Il collegio ha stabilito che i condannati dovranno risarcire – stabilendo provvisionali per circa 150mila euro – quasi tutti i poliziotti feriti durante gli scontri, i ministeri dell’Interno, della Difesa e dell’Economia, più i sindacati di polizia Sap, Siulp e Ugl. Le accuse dei pm Manuela Pedrotta e Nicoletta Squaglino andavano dalla violenza e resistenza a pubblico ufficiale alle lesioni, al danneggiamento. L’inchiesta è stata condotta dalla Digos di Torino, la stessa che nel gennaio del 2012 arrestò 26 persone, indagate insieme ad altre per i medesimi reati. Per il gip che valutò l’ordinanza di custodia cautelare, Federica Bompieri, gli scontri tra No Tav e forze dell’ordine fu un’azione «concertata, organizzata e, sul posto, addirittura coordinata». Di avviso contrario prima, durante (si consideri che il processo ha avuto un ritmo incalzante, con più di 200 udienze per più di 2 volte a settimana) e dopo i legali degli imputati. Per i quali si tratta di «ammende ingiustificate e pene spropositate, comminate in totale assenza di prove». Una volte lette le motivazioni, partiranno i ricorsi. «Se necessario ricorreremo anche alla Corte europea di giustizia» sostengono gli avvocati impegnati sul caso. «Non dovevamo valutare la fattibilità dell’opera pubblica ma solo i comportamenti e le condotte verificatisi in quei giorni attorno al cantiere» replicano dalle parti del tribunale. 

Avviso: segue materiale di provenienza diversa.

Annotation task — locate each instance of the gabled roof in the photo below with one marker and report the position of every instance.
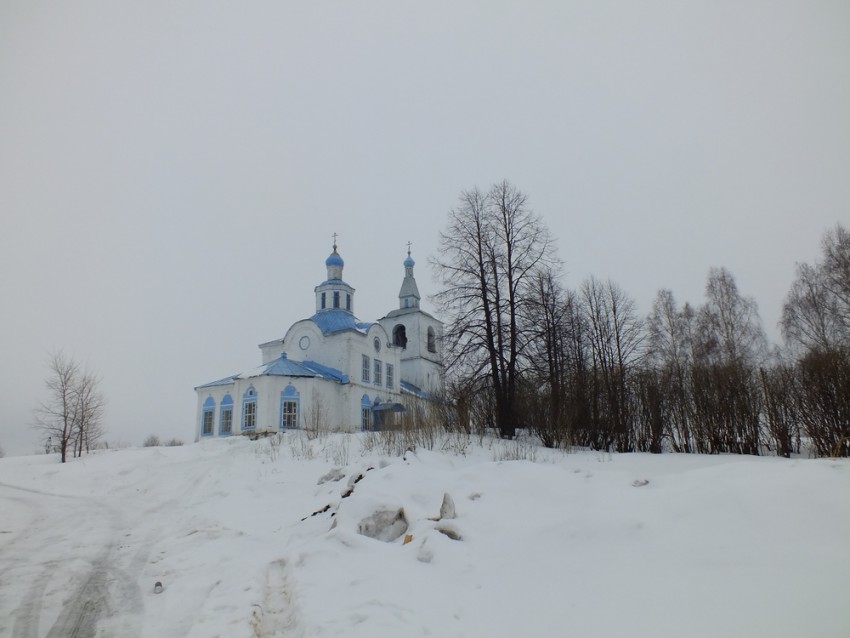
(332, 321)
(284, 367)
(280, 367)
(225, 381)
(409, 388)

Oltre a quelli scoppiati in aula scanditi da un «Bella ciao», un canto anarchico e ipnotici «Vergogna-vergogna», ci sono stati altri disordini in strada, con relativo blocco della circolazione dei mezzi, proteste, disagi, automobilisti inferociti e caos. Sin dall’inizio il processo è stato caratterizzato da tensioni e condizionamenti multipli. Di qui la decisione di trasferirlo nell’aula bunker del carcere normalmente dedicata ai processi di mafia. Scelta pur essa contestata “vivacemente” dai no Tav, al punto che subito si optò per la celebrazione a porte chiuse. Ieri l’epilogo della prima fase di una storia che di certo non finirà qui.

Oltre a persone legate ai centri sociali, specie all’Askatasuna di Torino e il suo leader Giorgio Rossetto, tra i condannati ci sono l’ex brigatista Paolo Maurizio Milani, esponenti politici come Guido Fissore, consigliere comunale valsusino, e Andrea Vitali, responsabile organizzativo di Rifondazione comunista.

Gianni Tonelli, segretario generale Sap, uno dei maggiori sindacati di polizia si dice soddisfatto: «Le condanne confermano quello che abbiamo sempre sostenuto: la Valdisusa è diventata un parco giochi per facinorosi e devastatori, gente che non conosce legalità e democrazia, personaggi che ‘sporcano’ anche la causa No Tav. Grazie all’avvocato Bertolino, siamo stati i primi ad essere ammessi come parte civile e oggi abbiamo ottenuto una vittoria storica col riconoscimento di una provvisionale. Ringrazio la magistratura e in particolare la Procura di Torino per l’instancabile lavoro».